Help and support for people whenever they need is in the form of a dedicated team of staff led by Tina Hubball.
She’s worked in the addictions field of the prison service, as both an officer and drugs worker.
Tina says the prison service doesn’t work for the people they help and cites the success of the Dairy House is because the entire team is a family.
Residents can only stay at the hostel on the strictest condition that they are free of all drugs.
“We have people here with criminal records that nobody else will even touch.
We give people that chance to change and we’ve got a great team that includes a mental health nurse,” she explains.
“Most of our people don’t trust anyone but we’re all in it together, including Rob and his family. We eat, work, laugh and cry together.
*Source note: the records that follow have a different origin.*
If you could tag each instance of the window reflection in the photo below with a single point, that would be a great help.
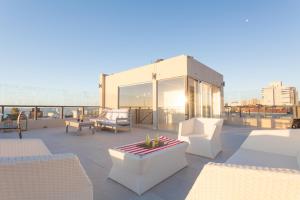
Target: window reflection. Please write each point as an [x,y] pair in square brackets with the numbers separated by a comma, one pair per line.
[171,103]
[139,99]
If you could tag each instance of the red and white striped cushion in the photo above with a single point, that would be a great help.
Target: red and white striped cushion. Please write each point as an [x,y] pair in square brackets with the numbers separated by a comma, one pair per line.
[137,150]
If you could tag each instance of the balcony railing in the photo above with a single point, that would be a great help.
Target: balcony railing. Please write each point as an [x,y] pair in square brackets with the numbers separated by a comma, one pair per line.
[36,112]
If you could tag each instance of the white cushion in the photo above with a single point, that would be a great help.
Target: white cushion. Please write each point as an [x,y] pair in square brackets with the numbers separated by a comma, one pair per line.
[263,159]
[284,142]
[298,160]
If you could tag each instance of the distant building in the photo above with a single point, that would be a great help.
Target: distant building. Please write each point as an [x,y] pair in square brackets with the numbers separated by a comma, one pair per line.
[234,103]
[166,92]
[276,94]
[245,102]
[250,102]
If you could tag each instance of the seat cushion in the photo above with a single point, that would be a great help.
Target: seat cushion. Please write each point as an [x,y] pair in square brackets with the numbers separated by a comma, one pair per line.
[263,159]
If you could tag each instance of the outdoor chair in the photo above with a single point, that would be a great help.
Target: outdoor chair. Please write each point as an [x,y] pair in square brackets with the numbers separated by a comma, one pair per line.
[265,167]
[202,135]
[113,118]
[18,126]
[28,171]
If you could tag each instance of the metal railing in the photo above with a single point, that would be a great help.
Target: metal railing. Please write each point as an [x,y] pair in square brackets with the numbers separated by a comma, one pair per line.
[48,111]
[262,111]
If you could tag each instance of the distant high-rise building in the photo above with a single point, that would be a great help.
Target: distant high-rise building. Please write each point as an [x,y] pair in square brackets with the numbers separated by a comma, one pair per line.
[276,94]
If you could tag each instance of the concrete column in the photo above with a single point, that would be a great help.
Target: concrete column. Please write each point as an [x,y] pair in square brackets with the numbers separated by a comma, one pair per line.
[155,103]
[102,90]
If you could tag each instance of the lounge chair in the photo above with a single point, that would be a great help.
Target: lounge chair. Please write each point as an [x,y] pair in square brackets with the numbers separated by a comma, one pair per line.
[29,171]
[114,118]
[266,167]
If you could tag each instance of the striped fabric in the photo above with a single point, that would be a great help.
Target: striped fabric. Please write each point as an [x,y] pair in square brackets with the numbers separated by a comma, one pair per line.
[137,150]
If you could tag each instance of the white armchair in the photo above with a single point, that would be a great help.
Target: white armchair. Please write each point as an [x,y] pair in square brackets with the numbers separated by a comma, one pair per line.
[202,135]
[265,167]
[28,171]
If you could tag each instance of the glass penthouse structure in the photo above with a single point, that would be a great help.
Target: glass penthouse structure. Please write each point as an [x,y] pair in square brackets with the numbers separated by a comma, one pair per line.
[165,92]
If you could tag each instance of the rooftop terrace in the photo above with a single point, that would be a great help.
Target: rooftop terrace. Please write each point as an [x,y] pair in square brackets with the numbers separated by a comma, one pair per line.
[93,153]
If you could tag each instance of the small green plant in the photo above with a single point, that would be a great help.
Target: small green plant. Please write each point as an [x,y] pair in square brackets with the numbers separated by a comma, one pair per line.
[148,140]
[156,140]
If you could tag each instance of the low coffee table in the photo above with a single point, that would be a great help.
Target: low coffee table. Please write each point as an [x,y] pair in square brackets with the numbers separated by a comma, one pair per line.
[79,125]
[139,169]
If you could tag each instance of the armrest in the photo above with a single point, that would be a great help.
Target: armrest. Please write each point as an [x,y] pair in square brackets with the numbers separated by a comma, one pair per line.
[235,182]
[186,127]
[56,177]
[283,142]
[209,131]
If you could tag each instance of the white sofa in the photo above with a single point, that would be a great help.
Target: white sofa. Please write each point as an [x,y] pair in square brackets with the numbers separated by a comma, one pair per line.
[202,135]
[113,118]
[266,167]
[28,171]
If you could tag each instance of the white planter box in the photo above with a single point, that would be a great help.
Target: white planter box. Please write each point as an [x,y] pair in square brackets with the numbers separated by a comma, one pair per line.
[140,173]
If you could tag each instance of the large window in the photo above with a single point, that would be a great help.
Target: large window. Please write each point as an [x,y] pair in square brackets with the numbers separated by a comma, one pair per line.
[139,99]
[171,103]
[135,96]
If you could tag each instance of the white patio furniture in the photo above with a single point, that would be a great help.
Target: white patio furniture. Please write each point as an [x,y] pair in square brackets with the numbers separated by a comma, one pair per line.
[113,118]
[28,171]
[79,125]
[202,135]
[141,172]
[266,167]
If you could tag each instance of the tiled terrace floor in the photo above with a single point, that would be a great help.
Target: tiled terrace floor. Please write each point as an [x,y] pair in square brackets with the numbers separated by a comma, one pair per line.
[93,153]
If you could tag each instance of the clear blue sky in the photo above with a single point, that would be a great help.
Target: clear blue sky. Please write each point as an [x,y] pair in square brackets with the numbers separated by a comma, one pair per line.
[66,44]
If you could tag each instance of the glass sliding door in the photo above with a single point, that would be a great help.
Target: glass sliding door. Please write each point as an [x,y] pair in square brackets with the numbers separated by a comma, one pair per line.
[171,103]
[206,99]
[139,99]
[216,102]
[193,102]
It’s holistic support and it works.”
A former resident and heroin addict of 15 years describes his time spent at the hostel as a “life-changing experience” thanks to the support available to him and the enjoyable farm work.
He still regularly visits to work in the community garden and jokes that he has perfect credentials for the job of injecting livestock with penicillin antibiotics.
Where farmers in need can get help
Farming Community Network (FCN)
The Network of more than 400 volunteers provide an ear to those who seek their help and all cases are treated non-judgmentally and with complete confidentiality.
Royal Agricultural Benevolent Institution (Rabi)
Rabi support farming people of all ages on low incomes who find themselves in financial difficulty.
Royal Scottish Agricultural Benevolent Institution (RSABI)
RSABI provides regular financial support to hundreds of low-income households throughout Scotland.
The Addington Fund
The Fund’s primary focus is housing for farming families – mainly tenant farmers – who have had to leave the industry through no fault of their own.